Penn's Treaty with the Indians at Shackamoxon
by Benjamin West, 1772
Friends were expected to speak only the truth and to behave honestly in every place and situation. "Let your "yea" be 'yea', and your 'nay' be 'nay'," George Fox told his followers. Integrity--scrupulous honesty--led people to patronize Quaker businesses; It was said a small child could be sent to a Quaker grocer with a fistful of money and return with the exact order, and every cent of correct change. The commitment to integrity was the basis for Friends' refusal to take oaths or to swear on a holy book. Such demands suggested one's word is not sufficient, or that there was a different standard of truth in a court of law.

Simplicity was outwardly manifested in Friends' dress and speech, as explained above. More importantly, Friends' commitment to simplicity was a commitment to not taking more than one needed so there would be plenty of everything to go around. Friends saw simplicity as the antidote for the greed and ostentatious displays of the upper classes that deprived so many others of decent lives.

Germantown (Philadelphia) Friends Meeting issued the
earliest protest against slavery in America, 1688

Equality stemmed directly from the belief that there is "that of God in everyone." If God is in every single person, then every single person deserved to be treated fairly and respectfully. From the beginning, women held positions of leadership in their meetings. Penn's colony had the most peaceful relationship with Native Americans of any of the American colonies because Quakers dealt honestly and respectfully with them. Quakers were early leaders in the movement to abolish slavery, and later in the movement for women's suffrage. Modern Quakers continue to be advocates for those who are marginalized and discriminated against because they are perceived as "different".

If you are a Muskingum County researcher with Quaker roots in Virginia and the Carolinas, you should know your ancestors probably emigrated to Ohio because of slavery. Surprising as it might be, some early American Quakers were slave owners. Eventually, they realized the evil of slavery and so began to free their slaves. In response, the state legislatures made manumission a felony, and large segments of those states' Quaker populations opted to take themselves, and any slaves they might own, to Ohio in the Northwest Territory where slavery was outlawed.

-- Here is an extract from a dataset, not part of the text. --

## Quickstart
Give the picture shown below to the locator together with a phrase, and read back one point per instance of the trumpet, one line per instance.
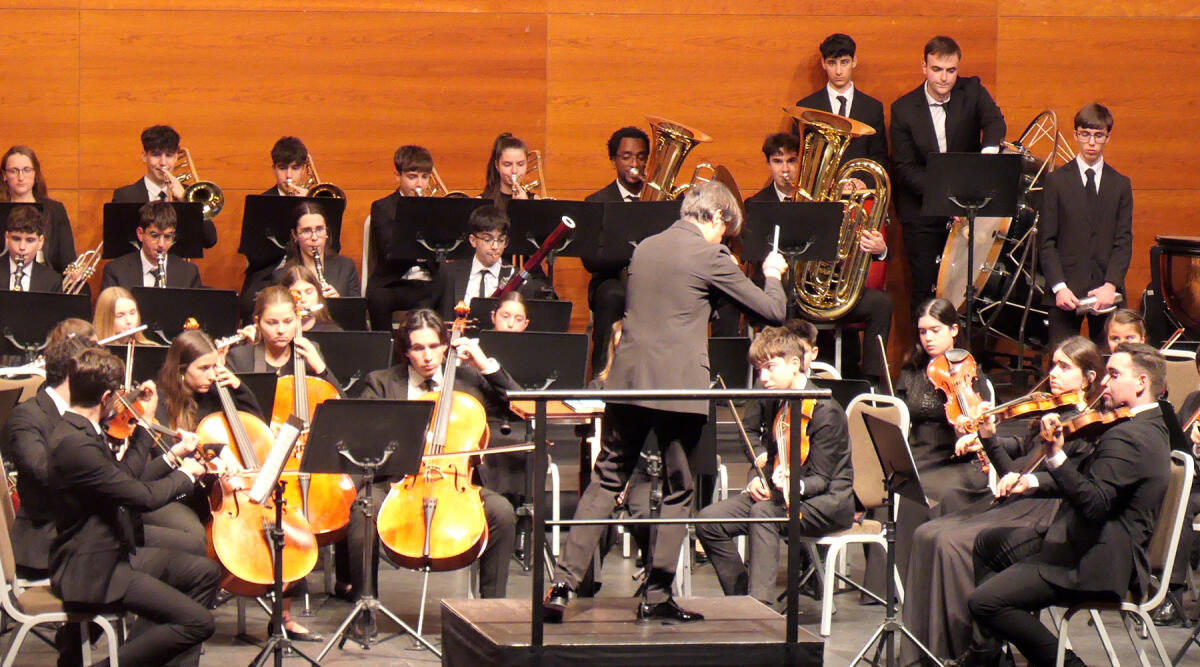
(78, 271)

Next blog: Sources for Researching Your Quaker Ancestors

*In the United States, there are 3 distinct branches of Quakerism. "Unprogrammed Friends" worship in the manner of the first Friends, while the other two branches ("programmed Friends") have a designated minister to lead worship which includes music. They also call their places of worship "churches", a term never used by unprogrammed Friends, whose places of worship are always called meetinghouses.